Aksu Yaman, Miller David J, Kesidis George, Yang Qing X
Electrical Engineering Department, Pennsylvania State University, University Park, PA 16802, USA.
IEEE Trans Neural Netw. 2010 May;21(5):701-17. doi: 10.1109/TNN.2010.2041069. Epub 2010 Feb 25.
Feature selection for classification in high-dimensional spaces can improve generalization, reduce classifier complexity, and identify important, discriminating feature "markers." For support vector machine (SVM) classification, a widely used technique is recursive feature elimination (RFE). We demonstrate that RFE is not consistent with margin maximization, central to the SVM learning approach. We thus propose explicit margin-based feature elimination (MFE) for SVMs and demonstrate both improved margin and improved generalization, compared with RFE. Moreover, for the case of a nonlinear kernel, we show that RFE assumes that the squared weight vector 2-norm is strictly decreasing as features are eliminated. We demonstrate this is not true for the Gaussian kernel and, consequently, RFE may give poor results in this case. MFE for nonlinear kernels gives better margin and generalization. We also present an extension which achieves further margin gains, by optimizing only two degrees of freedom--the hyperplane's intercept and its squared 2-norm--with the weight vector orientation fixed. We finally introduce an extension that allows margin slackness. We compare against several alternatives, including RFE and a linear programming method that embeds feature selection within the classifier design. On high-dimensional gene microarray data sets, University of California at Irvine (UCI) repository data sets, and Alzheimer's disease brain image data, MFE methods give promising results.

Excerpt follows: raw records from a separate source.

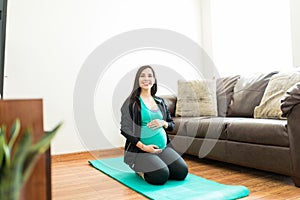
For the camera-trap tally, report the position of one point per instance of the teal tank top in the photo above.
(158, 136)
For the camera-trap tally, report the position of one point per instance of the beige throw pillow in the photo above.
(269, 106)
(196, 98)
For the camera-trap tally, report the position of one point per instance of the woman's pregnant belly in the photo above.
(157, 137)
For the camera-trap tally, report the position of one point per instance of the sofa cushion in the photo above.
(170, 101)
(225, 87)
(247, 94)
(201, 127)
(259, 131)
(196, 98)
(279, 84)
(180, 128)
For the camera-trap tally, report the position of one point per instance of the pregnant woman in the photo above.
(144, 121)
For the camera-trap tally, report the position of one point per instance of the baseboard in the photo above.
(88, 154)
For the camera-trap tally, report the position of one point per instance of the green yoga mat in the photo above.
(193, 187)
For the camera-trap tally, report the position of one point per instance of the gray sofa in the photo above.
(235, 136)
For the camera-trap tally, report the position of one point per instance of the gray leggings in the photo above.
(158, 168)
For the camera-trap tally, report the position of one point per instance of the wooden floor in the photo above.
(73, 178)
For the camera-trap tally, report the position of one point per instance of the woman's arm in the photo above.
(127, 123)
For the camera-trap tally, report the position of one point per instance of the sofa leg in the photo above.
(296, 181)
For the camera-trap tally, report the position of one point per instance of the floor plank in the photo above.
(73, 178)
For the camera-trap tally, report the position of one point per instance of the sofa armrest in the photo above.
(290, 100)
(170, 101)
(294, 140)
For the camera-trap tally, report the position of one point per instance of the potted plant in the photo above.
(18, 156)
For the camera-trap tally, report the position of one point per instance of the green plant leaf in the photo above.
(15, 130)
(1, 148)
(13, 175)
(36, 150)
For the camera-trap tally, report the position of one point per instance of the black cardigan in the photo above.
(131, 125)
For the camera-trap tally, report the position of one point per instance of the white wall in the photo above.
(48, 42)
(251, 35)
(295, 23)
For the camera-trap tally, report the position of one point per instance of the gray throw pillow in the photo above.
(247, 94)
(196, 98)
(225, 87)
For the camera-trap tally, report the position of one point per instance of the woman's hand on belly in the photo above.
(157, 123)
(151, 148)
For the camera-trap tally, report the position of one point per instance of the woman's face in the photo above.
(146, 79)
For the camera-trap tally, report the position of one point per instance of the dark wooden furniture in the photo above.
(30, 113)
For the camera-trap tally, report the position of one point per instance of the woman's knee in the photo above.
(157, 177)
(178, 170)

高维空间中用于分类的特征选择可以提高泛化能力、降低分类器复杂度,并识别重要的、具有区分性的特征“标记”。对于支持向量机(SVM)分类,一种广泛使用的技术是递归特征消除(RFE)。我们证明RFE与SVM学习方法的核心——最大化间隔不一致。因此,我们为支持向量机提出了基于间隔的显式特征消除(MFE),并证明与RFE相比,它在间隔和泛化能力方面都有所提高。此外,对于非线性核的情况,我们表明RFE假设随着特征的消除,平方权重向量2-范数严格递减。我们证明对于高斯核并非如此,因此,在这种情况下RFE可能会给出较差的结果。非线性核的MFE能提供更好的间隔和泛化能力。我们还提出了一种扩展方法,通过仅优化两个自由度——超平面的截距及其平方2-范数——同时固定权重向量方向,从而实现进一步的间隔增益。我们最终引入了一种允许间隔松弛的扩展方法。我们与几种替代方法进行了比较,包括RFE和一种在分类器设计中嵌入特征选择的线性规划方法。在高维基因微阵列数据集、加州大学欧文分校(UCI)存储库数据集以及阿尔茨海默病脑图像数据上,MFE方法取得了有前景的结果。